Hi authors, Recently, I tried to transform the llama 3.1-8b-instruct model into an embedded model via the llm2vec framework. but maybe the structure of the llama-3.1 model is different from the llama-3 model, when I set up the config of the llama 3.1 model, an issue appeared.

image image

What should I do? Should I modify it somewhere? Thank you

RandyGen commented 1 month ago

I also encountered the same error. To fix this error, we need to upgrade transformers>=4.43.1. (this issue link is here)

However, LLM2Vec does not support transformers>=4.43.1. When I upgraded transformers with pip install transformers==4.43.1, I encountered the below error.

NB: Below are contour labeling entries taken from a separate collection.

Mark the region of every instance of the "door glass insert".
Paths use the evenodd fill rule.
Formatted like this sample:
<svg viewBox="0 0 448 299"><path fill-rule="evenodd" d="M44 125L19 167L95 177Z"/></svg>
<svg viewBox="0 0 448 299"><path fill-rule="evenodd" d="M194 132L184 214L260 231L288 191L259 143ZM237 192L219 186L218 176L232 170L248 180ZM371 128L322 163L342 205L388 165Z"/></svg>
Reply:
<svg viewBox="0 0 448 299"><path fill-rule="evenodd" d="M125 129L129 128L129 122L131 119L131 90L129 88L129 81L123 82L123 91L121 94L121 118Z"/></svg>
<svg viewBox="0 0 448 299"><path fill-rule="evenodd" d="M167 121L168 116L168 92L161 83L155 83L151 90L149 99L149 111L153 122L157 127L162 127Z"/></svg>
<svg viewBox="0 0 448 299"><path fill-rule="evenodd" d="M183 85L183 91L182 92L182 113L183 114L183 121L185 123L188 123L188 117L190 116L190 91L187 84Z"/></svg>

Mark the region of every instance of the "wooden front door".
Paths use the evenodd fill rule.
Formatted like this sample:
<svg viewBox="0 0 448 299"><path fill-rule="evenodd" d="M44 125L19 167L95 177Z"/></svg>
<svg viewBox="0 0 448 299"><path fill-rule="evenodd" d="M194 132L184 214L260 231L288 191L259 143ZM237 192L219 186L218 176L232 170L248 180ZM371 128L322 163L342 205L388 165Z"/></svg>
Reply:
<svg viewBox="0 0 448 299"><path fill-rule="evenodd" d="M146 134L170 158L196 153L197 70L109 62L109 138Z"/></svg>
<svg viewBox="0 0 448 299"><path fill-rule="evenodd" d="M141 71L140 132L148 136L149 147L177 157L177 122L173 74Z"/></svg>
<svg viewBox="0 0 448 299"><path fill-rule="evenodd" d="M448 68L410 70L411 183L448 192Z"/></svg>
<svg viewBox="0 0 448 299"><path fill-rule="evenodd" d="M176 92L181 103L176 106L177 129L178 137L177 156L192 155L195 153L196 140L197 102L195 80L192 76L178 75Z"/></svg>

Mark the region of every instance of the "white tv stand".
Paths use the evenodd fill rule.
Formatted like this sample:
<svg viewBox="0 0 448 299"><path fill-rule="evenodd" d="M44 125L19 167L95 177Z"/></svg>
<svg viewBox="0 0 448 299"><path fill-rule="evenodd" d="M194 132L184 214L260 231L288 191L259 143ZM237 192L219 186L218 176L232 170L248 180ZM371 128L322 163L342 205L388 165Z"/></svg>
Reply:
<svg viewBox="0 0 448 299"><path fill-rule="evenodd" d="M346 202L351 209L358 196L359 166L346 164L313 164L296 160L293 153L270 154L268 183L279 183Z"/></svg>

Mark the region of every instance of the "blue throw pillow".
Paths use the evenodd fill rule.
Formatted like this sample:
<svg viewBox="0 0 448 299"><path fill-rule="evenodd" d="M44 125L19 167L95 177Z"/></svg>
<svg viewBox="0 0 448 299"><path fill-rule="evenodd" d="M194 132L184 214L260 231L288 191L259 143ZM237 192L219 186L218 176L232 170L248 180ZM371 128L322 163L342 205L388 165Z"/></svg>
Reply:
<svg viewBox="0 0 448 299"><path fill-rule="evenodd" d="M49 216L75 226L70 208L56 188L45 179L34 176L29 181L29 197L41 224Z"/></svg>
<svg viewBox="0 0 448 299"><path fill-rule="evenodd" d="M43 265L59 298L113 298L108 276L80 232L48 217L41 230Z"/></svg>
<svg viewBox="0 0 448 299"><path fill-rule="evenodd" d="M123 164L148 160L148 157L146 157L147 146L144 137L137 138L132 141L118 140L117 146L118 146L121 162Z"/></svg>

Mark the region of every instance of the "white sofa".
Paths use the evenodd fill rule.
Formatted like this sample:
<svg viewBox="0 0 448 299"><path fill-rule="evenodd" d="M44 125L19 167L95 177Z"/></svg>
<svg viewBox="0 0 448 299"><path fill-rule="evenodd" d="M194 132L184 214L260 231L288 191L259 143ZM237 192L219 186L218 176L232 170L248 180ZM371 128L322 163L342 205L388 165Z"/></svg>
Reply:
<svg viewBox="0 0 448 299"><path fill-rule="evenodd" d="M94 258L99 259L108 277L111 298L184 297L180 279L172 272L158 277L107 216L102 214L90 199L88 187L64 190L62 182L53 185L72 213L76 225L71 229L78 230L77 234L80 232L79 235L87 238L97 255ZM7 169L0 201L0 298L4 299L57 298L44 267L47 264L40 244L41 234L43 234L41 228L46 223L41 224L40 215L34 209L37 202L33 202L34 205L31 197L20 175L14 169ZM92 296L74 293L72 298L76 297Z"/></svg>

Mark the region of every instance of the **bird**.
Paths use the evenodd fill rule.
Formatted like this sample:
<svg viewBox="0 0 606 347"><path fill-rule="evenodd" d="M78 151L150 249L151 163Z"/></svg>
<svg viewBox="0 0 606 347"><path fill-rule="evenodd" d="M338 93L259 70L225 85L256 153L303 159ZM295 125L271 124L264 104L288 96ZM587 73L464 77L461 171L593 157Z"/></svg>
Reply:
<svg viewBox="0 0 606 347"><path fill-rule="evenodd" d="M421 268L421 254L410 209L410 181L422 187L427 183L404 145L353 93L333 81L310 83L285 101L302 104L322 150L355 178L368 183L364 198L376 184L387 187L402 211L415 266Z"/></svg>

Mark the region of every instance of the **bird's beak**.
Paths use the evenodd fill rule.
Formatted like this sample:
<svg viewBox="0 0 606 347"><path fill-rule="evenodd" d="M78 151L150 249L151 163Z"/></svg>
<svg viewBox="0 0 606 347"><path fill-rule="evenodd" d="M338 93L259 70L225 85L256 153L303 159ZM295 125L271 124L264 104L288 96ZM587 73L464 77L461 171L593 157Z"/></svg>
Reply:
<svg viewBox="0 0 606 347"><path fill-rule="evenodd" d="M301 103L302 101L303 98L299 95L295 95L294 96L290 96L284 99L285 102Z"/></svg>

$ pip install transformers==4.43.1
ERROR: pip's dependency resolver does not currently take into account all the packages that are installed. This behaviour is the source of the following dependency conflicts.                    
llm2vec 0.2.2 requires transformers<=4.40.2,>=4.39.1, but you have transformers 4.43.1 which is incompatible.

In conclusion, unless llm2vec supports transformers>=4.43.1, I think we cannot use both meta-llama/Llama-3.1-8B-Instruct and llm2vec simultaneously.

o1lo01ol1o commented 1 month ago

The current master now supports "transformers>=4.43.1,<=4.44.2", however, I now receive:

model = AutoModel.from_pretrained(
            ^^^^^^^^^^^^^^^^^^^^^^^^^^

AttributeError: module 'transformers_modules.McGill-NLP.LLM2Vec-Meta-Llama-31-8B-Instruct-mntp.1d49bff4203a867109580085c67e3b3cc2984a89.modeling_llama_encoder' has no attribute 'LlamaEncoderModel'. Did you mean: 'LlamaDecoderLayer'?
vaibhavad commented 3 weeks ago

Hi @o1lo01ol1o,

This issue should be fixed now, I pushed a fix here.